2- Taraflar arasında fazla mesai ücret alacağı konusunda uyuşmazlık bulunmaktadır.
Mahkemece davacı işçinin fazla çalışma ücreti isteklerinin kabulüne karar verilmiştir.
Fazla çalışmaların uzun bir süre için hesaplanması ve miktarın yüksek çıkması halinde Yargıtay’ca son yıllarda taktiri indirim yapılması gerektiği istikrarlı uygulama halini almıştır (Yargıtay 9.HD. 11.2.2010 gün 2008/17722 E, 2010/3192 K; Yargıtay, 9.HD. 18.7.2008 gün 2007/25857 E, 2008/20636 K.). Ancak fazla çalışmanın tanık anlatımları yerine yazılı belgelere ve işveren kayıtlarına dayanması durumunda böyle bir indirime gidilmemektedir.

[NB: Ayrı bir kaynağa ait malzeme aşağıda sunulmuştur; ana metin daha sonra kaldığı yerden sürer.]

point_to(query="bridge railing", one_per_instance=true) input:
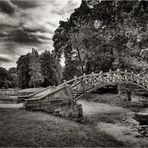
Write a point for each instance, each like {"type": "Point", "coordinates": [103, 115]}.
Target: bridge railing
{"type": "Point", "coordinates": [86, 83]}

Dairemizin önceki kararlarında; fazla çalışma ücretlerinden yapılan indirim, kabul edilen fazla çalışma süresinden indirim olmakla, davalı tarafın kendisini avukatla temsil ettirmesi durumunda reddedilen kısım için davalı yararına avukatlık ücretine hükmedilmesi gerektiği kabul edilmekteydi (Yargıtay 9.HD. 11.02.2010 gün 2008/17722 E, 2010/3192 K.). Ancak, işçinin davasını açtığı veya ıslah yoluyla dava konusunu arttırdığı aşamada, mahkemece ne miktarda indirim yapılacağı işçi tarafından bilenemeyeceğinden, Dairemizce 2011 yılı itibarıyla maktu ve nispi vekâlet ücretlerinin yüksek oluşu da dikkate alınarak konunun yeniden ve etraflıca değerlendirilmesine gidilmiş, bu tür indirimden kaynaklanan ret sebebiyle davalı yararına avukatlık ücretine karar verilmesinin adaletsizliğe yol açtığı sonucuna varılmıştır. Özellikle seri davalarda indirim sebebiyle kısmen reddine karar verilen az bir miktar için dahi her bir dosyada zaman zaman işçinin alacak miktarını da aşan maktu avukatlık ücretleri ödetilmesi durumu ortaya çıkmaktadır. Yine daha önceki kararlarımızda, yukarıda değinildiği üzere fazla çalışma alacağından yapılan indirim sebebiyle ret vekâlet ücretine hükmedilmekle birlikte, Borçlar Kanununun 161/son, 325/son, 43 ve 44 üncü maddelerine göre, yine 5953 sayılı Yasada öngörülen yüzde beş fazla ödemelerden yapılan indirim sebebiyle reddine karar verilen miktar için avukatlık ücretine hükmedilmemekteydi. Bu durum uygulamada hakkaniyete aykırı sonuçlara neden olduğundan ve konuyla ilgili olarak Avukatlık Asgari Ücret Tarifesinde de herhangi bir kurala yer verilmediğinden, Dairemizce eski görüşümüzden dönülmüş ve fazla çalışma alacağından yapılan indirim nedeniyle reddine karar verilen miktar bakımından, kendisini vekille temsil ettiren davalı yararına avukatlık ücretine hükmedilemeyeceği kabul edilmiştir.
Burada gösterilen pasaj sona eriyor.